All three templates are ready to deploy via the Web app editor on UBOS, and you can automate workflows with the Workflow automation studio.
Pricing & Support – Making Cutting‑Edge LLMs Affordable
UBOS offers transparent pricing plans that scale with usage. For research labs, the “Academic” tier includes free access to the full MoE catalog, while enterprises can negotiate custom SLAs through the UBOS partner program.
Real‑World Success Stories
Explore the UBOS portfolio examples to see how companies have turned LLM architecture insights into revenue‑generating products:
- A fintech startup used the “AI Article Copywriter” template (AI Article Copywriter) to generate compliance‑ready reports 3× faster.
- A media agency deployed the “AI YouTube Comment Analysis tool” (AI YouTube Comment Analysis tool) built on a dense‑decoder model for real‑time sentiment tracking.
- An e‑learning platform integrated the “AI Video Generator” template with ElevenLabs voice to produce multilingual tutorials, leveraging hybrid attention for long‑form script handling.
Future Directions: What’s Next for LLM Architecture?
The gallery’s latest entries (e.g., Ling 2.5 1T and Qwen 3.5 397B) hint at two converging trends:
- Long‑Context Efficiency: Lightning and DeltaNet attention mechanisms will dominate as applications demand >100k token windows (e.g., code review, legal document analysis).
- Modular Expert Routing: Future MoE designs will expose per‑task expert selection APIs, enabling dynamic composition of reasoning, translation, and vision experts within a single model.
UBOS is already experimenting with a AI‑Powered VR Fitness Idea Generator that swaps experts on‑the‑fly based on user activity, showcasing the practical potential of modular routing.
Take Action – Explore, Build, and Contribute
If you’re a researcher eager to benchmark a new attention variant, a developer looking for a ready‑made MoE pipeline, or a business leader seeking cost‑effective LLM deployment, the LLM Architecture Gallery combined with UBOS’s ecosystem gives you a clear path forward.

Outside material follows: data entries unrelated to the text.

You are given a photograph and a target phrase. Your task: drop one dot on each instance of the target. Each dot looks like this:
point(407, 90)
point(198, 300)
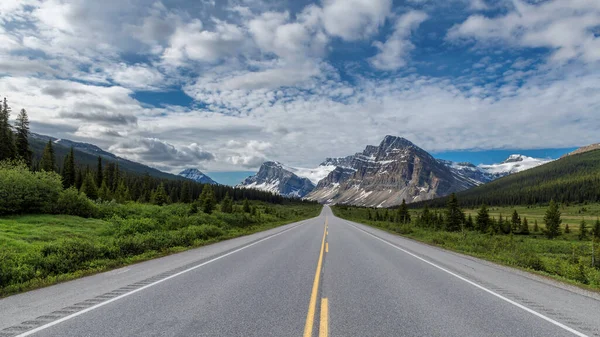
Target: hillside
point(87, 155)
point(574, 178)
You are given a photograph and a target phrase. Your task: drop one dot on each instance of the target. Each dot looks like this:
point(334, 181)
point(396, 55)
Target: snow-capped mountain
point(277, 178)
point(197, 176)
point(384, 175)
point(515, 163)
point(485, 173)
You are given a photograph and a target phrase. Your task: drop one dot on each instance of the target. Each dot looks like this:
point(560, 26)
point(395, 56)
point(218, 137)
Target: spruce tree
point(425, 219)
point(88, 186)
point(48, 162)
point(596, 230)
point(227, 204)
point(515, 222)
point(99, 172)
point(104, 192)
point(524, 227)
point(469, 223)
point(246, 206)
point(68, 173)
point(552, 220)
point(22, 141)
point(483, 219)
point(454, 214)
point(207, 199)
point(7, 143)
point(582, 231)
point(403, 215)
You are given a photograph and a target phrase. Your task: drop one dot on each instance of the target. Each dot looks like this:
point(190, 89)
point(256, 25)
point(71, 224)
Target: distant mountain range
point(197, 176)
point(87, 155)
point(382, 176)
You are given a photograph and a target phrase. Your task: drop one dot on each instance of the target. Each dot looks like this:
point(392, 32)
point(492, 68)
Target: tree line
point(572, 179)
point(106, 181)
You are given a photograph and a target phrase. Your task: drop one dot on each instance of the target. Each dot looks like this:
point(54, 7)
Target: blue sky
point(225, 85)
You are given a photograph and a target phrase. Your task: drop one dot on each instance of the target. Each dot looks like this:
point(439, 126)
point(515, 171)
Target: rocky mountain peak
point(514, 158)
point(197, 176)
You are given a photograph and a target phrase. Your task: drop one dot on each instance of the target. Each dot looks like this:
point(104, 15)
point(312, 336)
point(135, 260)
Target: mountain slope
point(485, 173)
point(384, 175)
point(275, 177)
point(87, 155)
point(197, 176)
point(574, 178)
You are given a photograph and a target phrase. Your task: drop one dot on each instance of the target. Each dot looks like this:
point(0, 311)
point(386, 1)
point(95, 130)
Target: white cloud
point(565, 27)
point(161, 154)
point(394, 52)
point(191, 41)
point(137, 76)
point(354, 19)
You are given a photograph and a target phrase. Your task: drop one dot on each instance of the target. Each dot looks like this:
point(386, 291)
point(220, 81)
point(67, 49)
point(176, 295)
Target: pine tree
point(88, 186)
point(515, 222)
point(227, 204)
point(159, 196)
point(596, 230)
point(524, 227)
point(403, 215)
point(48, 162)
point(122, 193)
point(7, 143)
point(553, 220)
point(186, 193)
point(207, 199)
point(483, 219)
point(469, 223)
point(582, 230)
point(454, 214)
point(104, 192)
point(99, 175)
point(425, 218)
point(22, 141)
point(68, 173)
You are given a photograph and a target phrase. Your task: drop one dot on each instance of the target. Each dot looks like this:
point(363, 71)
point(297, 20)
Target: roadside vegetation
point(555, 240)
point(59, 223)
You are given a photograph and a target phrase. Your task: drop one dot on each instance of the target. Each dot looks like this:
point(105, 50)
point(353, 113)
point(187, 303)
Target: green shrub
point(24, 191)
point(124, 227)
point(73, 202)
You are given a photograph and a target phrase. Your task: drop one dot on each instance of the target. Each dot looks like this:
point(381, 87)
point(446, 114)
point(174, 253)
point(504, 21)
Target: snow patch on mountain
point(515, 163)
point(197, 176)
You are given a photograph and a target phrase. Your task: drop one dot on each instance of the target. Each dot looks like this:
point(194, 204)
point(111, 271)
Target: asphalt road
point(320, 277)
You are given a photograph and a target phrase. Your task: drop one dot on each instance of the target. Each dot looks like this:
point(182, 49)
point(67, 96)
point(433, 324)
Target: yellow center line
point(324, 326)
point(310, 317)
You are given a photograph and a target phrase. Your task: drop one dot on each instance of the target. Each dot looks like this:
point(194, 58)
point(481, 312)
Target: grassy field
point(571, 215)
point(40, 250)
point(565, 258)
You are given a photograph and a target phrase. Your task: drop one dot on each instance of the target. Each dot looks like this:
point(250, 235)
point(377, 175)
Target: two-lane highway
point(321, 277)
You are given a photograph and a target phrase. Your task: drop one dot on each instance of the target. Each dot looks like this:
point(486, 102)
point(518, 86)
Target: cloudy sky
point(226, 84)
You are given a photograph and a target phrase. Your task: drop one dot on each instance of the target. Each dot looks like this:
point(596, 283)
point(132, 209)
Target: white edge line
point(573, 331)
point(53, 323)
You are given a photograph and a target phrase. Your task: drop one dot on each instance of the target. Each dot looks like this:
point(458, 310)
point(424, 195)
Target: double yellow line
point(312, 306)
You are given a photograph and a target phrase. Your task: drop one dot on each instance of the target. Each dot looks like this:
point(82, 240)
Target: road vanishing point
point(320, 277)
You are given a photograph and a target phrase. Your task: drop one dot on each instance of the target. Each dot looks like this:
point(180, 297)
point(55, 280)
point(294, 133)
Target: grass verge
point(565, 259)
point(41, 250)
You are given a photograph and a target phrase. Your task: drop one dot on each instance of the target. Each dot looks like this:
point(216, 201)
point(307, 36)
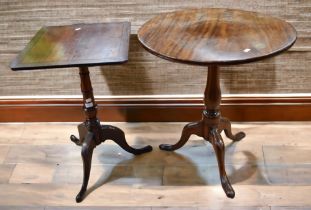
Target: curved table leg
point(117, 135)
point(86, 153)
point(218, 145)
point(188, 130)
point(226, 126)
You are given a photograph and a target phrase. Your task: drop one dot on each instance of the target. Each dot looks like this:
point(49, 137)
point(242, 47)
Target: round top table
point(214, 37)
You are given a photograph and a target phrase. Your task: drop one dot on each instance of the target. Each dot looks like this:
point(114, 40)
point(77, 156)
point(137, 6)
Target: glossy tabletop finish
point(75, 46)
point(216, 36)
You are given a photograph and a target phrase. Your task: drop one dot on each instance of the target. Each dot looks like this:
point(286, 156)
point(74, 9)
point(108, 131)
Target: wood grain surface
point(75, 45)
point(216, 36)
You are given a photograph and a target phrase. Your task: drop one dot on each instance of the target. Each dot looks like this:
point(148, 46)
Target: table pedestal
point(210, 127)
point(91, 133)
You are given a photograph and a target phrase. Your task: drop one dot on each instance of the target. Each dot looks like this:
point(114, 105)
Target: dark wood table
point(82, 45)
point(214, 37)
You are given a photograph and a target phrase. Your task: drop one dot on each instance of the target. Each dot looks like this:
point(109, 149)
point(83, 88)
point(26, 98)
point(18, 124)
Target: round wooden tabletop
point(216, 36)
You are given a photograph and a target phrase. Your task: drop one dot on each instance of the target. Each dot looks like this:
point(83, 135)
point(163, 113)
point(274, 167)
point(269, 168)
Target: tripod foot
point(218, 145)
point(226, 126)
point(117, 135)
point(86, 153)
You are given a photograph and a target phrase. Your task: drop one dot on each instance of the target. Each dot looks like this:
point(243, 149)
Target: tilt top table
point(214, 37)
point(82, 45)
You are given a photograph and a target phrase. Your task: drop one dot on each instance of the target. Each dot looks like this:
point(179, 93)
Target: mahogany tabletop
point(75, 46)
point(216, 36)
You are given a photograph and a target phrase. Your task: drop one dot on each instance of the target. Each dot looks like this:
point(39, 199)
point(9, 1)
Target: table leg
point(91, 133)
point(210, 127)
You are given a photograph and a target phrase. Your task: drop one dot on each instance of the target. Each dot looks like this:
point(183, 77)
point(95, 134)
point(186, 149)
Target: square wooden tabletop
point(75, 46)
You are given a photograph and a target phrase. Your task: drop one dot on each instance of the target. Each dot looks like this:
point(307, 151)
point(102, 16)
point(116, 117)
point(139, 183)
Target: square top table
point(82, 45)
point(75, 46)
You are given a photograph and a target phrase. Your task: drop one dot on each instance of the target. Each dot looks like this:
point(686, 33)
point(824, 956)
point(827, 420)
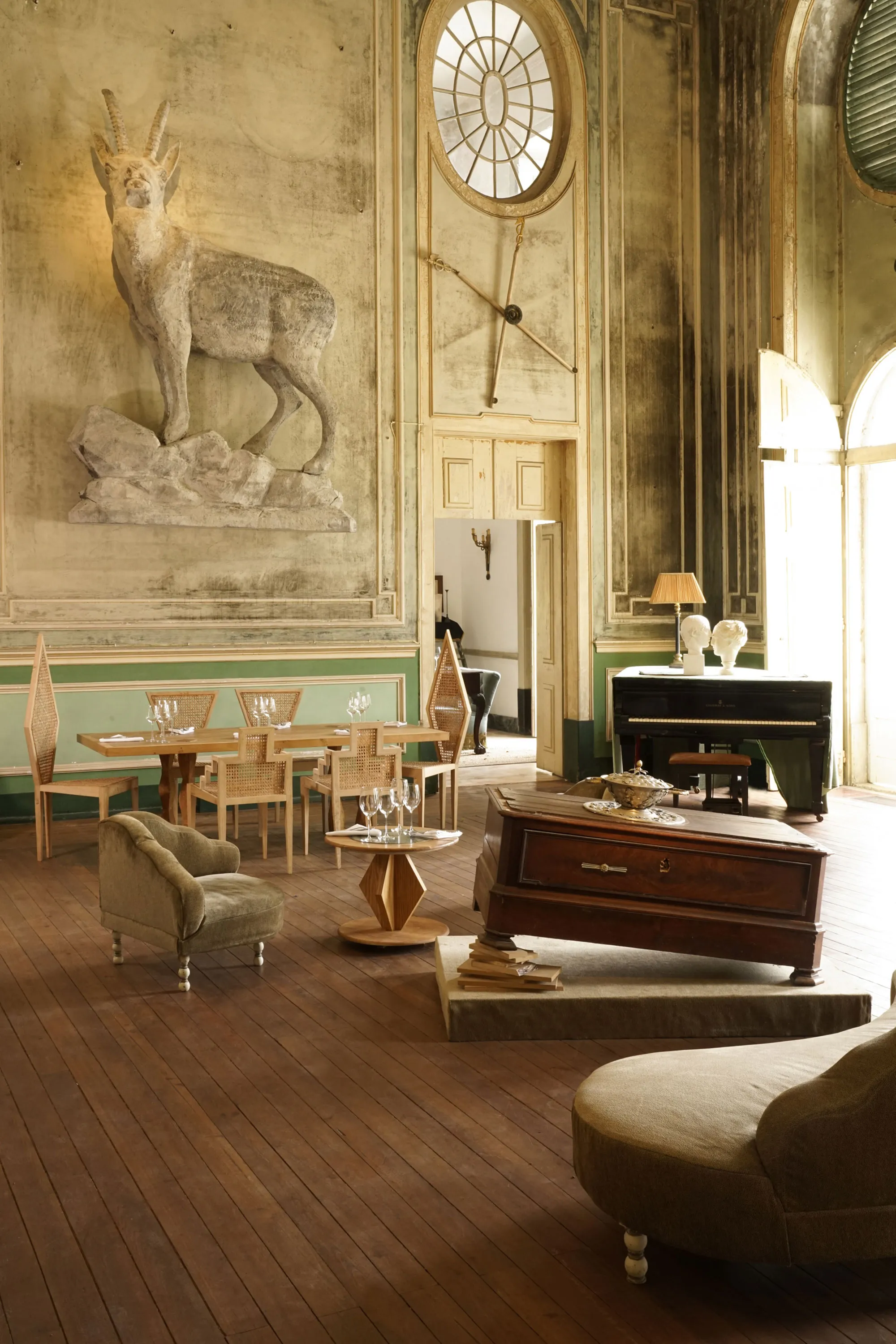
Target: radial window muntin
point(493, 100)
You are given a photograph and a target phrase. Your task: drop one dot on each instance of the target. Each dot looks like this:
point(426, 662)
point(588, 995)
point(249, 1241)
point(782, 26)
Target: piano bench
point(719, 762)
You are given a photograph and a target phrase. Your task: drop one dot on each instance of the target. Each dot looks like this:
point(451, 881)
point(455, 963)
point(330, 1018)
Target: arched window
point(870, 97)
point(493, 100)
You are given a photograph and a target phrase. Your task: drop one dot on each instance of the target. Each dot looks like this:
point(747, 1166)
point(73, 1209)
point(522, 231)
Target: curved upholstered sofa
point(181, 890)
point(780, 1152)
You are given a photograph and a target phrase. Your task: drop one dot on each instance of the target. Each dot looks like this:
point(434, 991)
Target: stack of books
point(507, 972)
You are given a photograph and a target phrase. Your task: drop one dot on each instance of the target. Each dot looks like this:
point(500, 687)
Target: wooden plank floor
point(297, 1155)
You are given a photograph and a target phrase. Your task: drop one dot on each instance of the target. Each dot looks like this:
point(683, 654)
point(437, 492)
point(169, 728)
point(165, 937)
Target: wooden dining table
point(178, 754)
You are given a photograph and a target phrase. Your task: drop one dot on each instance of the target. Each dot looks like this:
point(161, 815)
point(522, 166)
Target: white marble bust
point(728, 639)
point(696, 633)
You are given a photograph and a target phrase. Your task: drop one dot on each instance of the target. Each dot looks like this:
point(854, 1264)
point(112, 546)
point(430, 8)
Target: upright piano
point(715, 710)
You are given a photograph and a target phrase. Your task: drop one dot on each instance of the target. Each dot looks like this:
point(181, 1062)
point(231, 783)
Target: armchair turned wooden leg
point(636, 1260)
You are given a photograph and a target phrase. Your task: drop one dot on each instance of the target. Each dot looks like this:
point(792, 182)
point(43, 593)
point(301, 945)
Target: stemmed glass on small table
point(370, 806)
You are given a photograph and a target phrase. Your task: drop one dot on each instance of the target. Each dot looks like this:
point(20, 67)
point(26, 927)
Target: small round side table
point(393, 889)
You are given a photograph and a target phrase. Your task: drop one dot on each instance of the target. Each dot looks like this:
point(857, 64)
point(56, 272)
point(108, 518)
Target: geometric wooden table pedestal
point(393, 889)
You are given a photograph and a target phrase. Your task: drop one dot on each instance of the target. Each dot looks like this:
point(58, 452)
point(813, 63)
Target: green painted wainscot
point(112, 698)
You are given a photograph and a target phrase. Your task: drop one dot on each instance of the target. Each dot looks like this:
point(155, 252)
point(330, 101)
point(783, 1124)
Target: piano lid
point(711, 675)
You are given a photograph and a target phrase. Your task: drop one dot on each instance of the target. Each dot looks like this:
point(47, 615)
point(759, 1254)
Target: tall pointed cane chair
point(194, 711)
point(448, 709)
point(42, 730)
point(257, 775)
point(363, 765)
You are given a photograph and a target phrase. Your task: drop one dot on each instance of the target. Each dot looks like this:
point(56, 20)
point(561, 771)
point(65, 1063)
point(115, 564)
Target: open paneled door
point(548, 647)
point(802, 496)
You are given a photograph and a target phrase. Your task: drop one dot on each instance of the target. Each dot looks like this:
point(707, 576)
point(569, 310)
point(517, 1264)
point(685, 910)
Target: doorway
point(512, 621)
point(871, 486)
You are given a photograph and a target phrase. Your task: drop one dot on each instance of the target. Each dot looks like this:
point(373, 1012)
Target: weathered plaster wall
point(284, 113)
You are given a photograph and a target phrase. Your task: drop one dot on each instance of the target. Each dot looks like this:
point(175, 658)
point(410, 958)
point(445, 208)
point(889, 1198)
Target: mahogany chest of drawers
point(722, 886)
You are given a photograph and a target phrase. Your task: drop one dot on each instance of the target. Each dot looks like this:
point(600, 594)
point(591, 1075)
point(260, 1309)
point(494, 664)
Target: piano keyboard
point(738, 724)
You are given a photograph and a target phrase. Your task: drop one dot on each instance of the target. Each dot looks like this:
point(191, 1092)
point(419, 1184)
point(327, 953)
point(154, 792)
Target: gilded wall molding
point(652, 302)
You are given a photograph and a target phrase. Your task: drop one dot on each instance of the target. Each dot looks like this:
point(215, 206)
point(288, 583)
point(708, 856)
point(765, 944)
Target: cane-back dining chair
point(258, 775)
point(365, 764)
point(194, 711)
point(448, 709)
point(42, 730)
point(285, 710)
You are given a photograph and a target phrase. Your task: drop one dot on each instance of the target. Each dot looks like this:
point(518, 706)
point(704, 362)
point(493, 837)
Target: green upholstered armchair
point(179, 890)
point(775, 1152)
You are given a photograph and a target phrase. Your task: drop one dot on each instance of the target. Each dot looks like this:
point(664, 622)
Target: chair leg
point(339, 823)
point(47, 824)
point(38, 822)
point(636, 1260)
point(307, 804)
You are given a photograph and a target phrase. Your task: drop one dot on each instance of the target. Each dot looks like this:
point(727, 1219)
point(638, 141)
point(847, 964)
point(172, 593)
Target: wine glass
point(412, 800)
point(388, 806)
point(370, 806)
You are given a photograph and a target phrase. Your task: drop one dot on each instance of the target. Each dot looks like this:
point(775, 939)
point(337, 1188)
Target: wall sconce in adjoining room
point(485, 545)
point(672, 590)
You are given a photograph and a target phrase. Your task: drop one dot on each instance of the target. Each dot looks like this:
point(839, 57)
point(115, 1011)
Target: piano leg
point(816, 775)
point(806, 975)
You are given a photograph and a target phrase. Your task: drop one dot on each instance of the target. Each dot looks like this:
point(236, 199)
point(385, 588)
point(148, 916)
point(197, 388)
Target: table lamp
point(672, 590)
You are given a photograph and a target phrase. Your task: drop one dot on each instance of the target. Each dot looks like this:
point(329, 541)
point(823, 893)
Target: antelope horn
point(158, 129)
point(117, 120)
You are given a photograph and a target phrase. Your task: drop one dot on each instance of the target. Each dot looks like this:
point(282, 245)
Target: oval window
point(870, 97)
point(493, 100)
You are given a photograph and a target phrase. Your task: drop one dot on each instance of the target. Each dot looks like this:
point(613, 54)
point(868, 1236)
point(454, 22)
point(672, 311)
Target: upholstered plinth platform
point(630, 994)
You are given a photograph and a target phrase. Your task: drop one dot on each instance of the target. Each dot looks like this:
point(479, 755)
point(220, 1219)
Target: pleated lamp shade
point(676, 588)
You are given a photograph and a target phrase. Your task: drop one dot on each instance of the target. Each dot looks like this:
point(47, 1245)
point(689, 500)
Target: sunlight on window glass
point(872, 420)
point(493, 100)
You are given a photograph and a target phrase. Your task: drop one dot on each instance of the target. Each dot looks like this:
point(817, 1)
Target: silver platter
point(653, 816)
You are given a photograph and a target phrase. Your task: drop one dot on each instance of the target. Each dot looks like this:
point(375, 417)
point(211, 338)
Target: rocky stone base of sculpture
point(199, 482)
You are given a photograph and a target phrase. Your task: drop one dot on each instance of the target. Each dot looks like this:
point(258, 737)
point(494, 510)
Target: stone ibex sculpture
point(185, 293)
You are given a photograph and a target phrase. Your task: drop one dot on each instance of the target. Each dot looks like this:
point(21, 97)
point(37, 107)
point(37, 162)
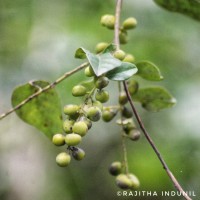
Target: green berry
point(135, 183)
point(123, 37)
point(93, 113)
point(119, 54)
point(89, 71)
point(127, 113)
point(101, 46)
point(108, 114)
point(71, 110)
point(134, 134)
point(101, 82)
point(78, 91)
point(58, 139)
point(115, 168)
point(67, 125)
point(108, 21)
point(129, 23)
point(80, 128)
point(78, 153)
point(123, 181)
point(72, 139)
point(133, 86)
point(102, 96)
point(63, 159)
point(129, 58)
point(123, 98)
point(98, 104)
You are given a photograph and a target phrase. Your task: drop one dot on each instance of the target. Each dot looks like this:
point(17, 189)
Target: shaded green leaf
point(190, 8)
point(101, 63)
point(154, 98)
point(42, 112)
point(123, 72)
point(148, 71)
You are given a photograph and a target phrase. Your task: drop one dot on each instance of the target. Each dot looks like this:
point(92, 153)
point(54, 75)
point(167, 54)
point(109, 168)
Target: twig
point(41, 90)
point(166, 168)
point(117, 43)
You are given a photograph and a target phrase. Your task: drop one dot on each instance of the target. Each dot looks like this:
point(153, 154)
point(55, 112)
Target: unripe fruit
point(93, 113)
point(101, 46)
point(78, 91)
point(98, 104)
point(78, 153)
point(63, 159)
point(108, 21)
point(134, 134)
point(130, 23)
point(123, 37)
point(133, 86)
point(58, 139)
point(123, 181)
point(115, 168)
point(71, 109)
point(101, 82)
point(67, 125)
point(80, 128)
point(72, 139)
point(89, 71)
point(87, 121)
point(127, 113)
point(102, 96)
point(119, 54)
point(135, 183)
point(123, 98)
point(129, 58)
point(108, 114)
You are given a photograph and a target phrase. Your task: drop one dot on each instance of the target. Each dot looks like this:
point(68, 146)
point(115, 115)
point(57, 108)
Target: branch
point(117, 43)
point(41, 90)
point(166, 168)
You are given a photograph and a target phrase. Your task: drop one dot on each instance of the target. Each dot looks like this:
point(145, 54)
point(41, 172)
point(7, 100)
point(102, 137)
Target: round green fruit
point(129, 58)
point(135, 183)
point(102, 96)
point(123, 98)
point(71, 110)
point(63, 159)
point(108, 21)
point(78, 91)
point(115, 168)
point(58, 139)
point(67, 125)
point(78, 153)
point(89, 71)
point(93, 113)
point(101, 82)
point(72, 139)
point(80, 128)
point(119, 54)
point(129, 23)
point(101, 46)
point(123, 181)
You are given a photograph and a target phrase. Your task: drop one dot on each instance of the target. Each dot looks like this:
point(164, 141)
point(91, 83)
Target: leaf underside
point(189, 8)
point(42, 112)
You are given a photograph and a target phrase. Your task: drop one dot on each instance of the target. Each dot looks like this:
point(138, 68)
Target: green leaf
point(154, 98)
point(123, 72)
point(148, 71)
point(42, 112)
point(190, 8)
point(101, 63)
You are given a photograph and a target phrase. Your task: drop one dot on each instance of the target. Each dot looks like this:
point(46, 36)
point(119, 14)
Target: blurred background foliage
point(38, 40)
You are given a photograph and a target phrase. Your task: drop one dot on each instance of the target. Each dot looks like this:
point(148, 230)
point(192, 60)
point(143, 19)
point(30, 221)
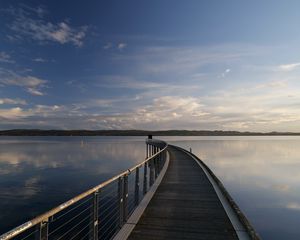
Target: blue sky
point(229, 65)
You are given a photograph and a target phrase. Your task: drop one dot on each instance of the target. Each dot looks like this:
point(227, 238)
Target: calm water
point(261, 173)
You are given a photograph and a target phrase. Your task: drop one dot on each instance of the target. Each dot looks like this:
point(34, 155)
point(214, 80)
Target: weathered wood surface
point(185, 206)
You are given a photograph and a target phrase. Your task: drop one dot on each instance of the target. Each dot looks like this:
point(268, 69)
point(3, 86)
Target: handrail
point(41, 218)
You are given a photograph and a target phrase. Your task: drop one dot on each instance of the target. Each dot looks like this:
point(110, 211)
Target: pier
point(172, 194)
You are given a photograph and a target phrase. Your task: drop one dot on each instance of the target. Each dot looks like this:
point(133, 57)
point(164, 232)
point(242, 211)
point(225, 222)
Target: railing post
point(42, 233)
point(137, 186)
point(151, 172)
point(125, 198)
point(121, 202)
point(145, 178)
point(95, 214)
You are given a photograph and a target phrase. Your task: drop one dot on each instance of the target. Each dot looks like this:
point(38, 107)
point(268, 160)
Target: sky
point(153, 65)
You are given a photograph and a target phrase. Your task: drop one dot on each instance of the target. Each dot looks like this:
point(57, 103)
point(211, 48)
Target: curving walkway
point(185, 206)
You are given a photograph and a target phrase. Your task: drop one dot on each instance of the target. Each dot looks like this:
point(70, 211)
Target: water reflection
point(261, 173)
point(38, 173)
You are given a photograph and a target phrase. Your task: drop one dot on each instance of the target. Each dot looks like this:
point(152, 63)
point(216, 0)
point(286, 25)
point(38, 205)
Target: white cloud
point(228, 70)
point(4, 57)
point(31, 83)
point(25, 25)
point(107, 46)
point(39, 60)
point(35, 92)
point(289, 67)
point(12, 101)
point(122, 46)
point(293, 206)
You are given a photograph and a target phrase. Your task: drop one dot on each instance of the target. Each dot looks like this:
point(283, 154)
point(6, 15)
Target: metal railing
point(100, 212)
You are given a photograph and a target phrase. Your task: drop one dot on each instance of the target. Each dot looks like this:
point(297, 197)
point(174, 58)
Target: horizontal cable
point(69, 221)
point(30, 234)
point(74, 226)
point(101, 228)
point(60, 216)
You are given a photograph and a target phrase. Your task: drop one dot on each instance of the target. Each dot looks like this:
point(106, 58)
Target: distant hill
point(38, 132)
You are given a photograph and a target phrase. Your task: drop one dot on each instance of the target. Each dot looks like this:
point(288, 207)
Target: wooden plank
point(185, 206)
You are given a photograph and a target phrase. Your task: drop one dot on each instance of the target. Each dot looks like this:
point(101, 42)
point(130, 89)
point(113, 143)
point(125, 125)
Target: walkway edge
point(240, 223)
point(136, 215)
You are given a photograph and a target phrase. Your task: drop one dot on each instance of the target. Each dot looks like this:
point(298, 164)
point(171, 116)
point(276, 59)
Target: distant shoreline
point(38, 132)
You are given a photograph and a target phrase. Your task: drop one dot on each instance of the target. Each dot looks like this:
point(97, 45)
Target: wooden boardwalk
point(185, 206)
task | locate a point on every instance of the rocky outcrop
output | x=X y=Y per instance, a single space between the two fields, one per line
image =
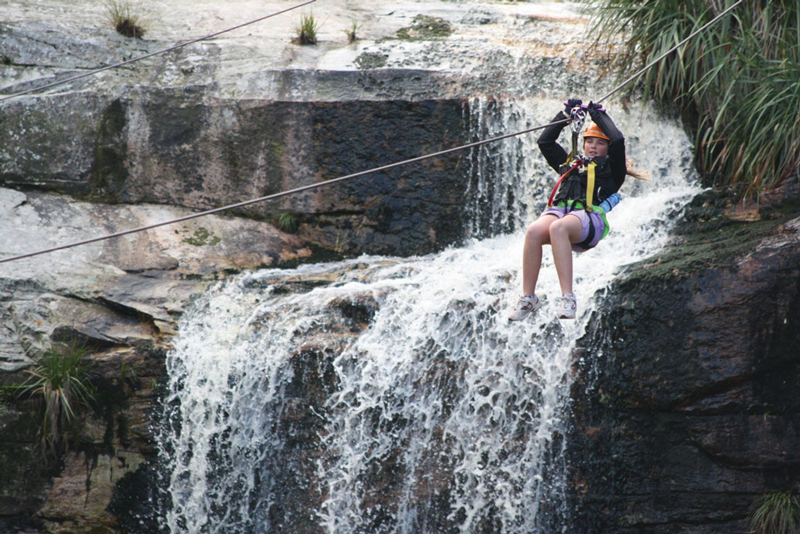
x=690 y=412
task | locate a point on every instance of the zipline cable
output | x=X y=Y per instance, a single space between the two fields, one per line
x=668 y=52
x=134 y=60
x=362 y=173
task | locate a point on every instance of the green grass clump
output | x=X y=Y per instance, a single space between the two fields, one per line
x=60 y=380
x=735 y=83
x=307 y=30
x=287 y=222
x=777 y=513
x=127 y=19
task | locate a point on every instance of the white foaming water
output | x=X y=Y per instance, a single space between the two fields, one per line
x=441 y=416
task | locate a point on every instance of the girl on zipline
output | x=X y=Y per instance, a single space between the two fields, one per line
x=575 y=218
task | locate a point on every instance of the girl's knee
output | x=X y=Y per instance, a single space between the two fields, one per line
x=536 y=233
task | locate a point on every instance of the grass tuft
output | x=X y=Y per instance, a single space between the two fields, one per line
x=60 y=380
x=127 y=19
x=777 y=513
x=735 y=83
x=307 y=30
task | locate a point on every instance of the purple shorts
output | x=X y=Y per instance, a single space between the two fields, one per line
x=594 y=226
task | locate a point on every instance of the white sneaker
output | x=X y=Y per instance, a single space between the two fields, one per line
x=525 y=307
x=566 y=306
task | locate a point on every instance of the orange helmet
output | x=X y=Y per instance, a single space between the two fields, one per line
x=594 y=131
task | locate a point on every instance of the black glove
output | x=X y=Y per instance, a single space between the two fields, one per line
x=591 y=106
x=572 y=103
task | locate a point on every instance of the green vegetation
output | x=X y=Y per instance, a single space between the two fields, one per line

Start by browsing the AI news section for the latest updates, then dive into the technology updates to see how UBOS continuously aligns its platform with emerging architectures.
Ready to prototype? Visit the UBOS homepage, pick a template that matches your target architecture, and launch your AI‑powered product in minutes.
Stay ahead of the curve—let the LLM Architecture Gallery be your compass, and let UBOS be the engine that turns architectural insight into real‑world impact.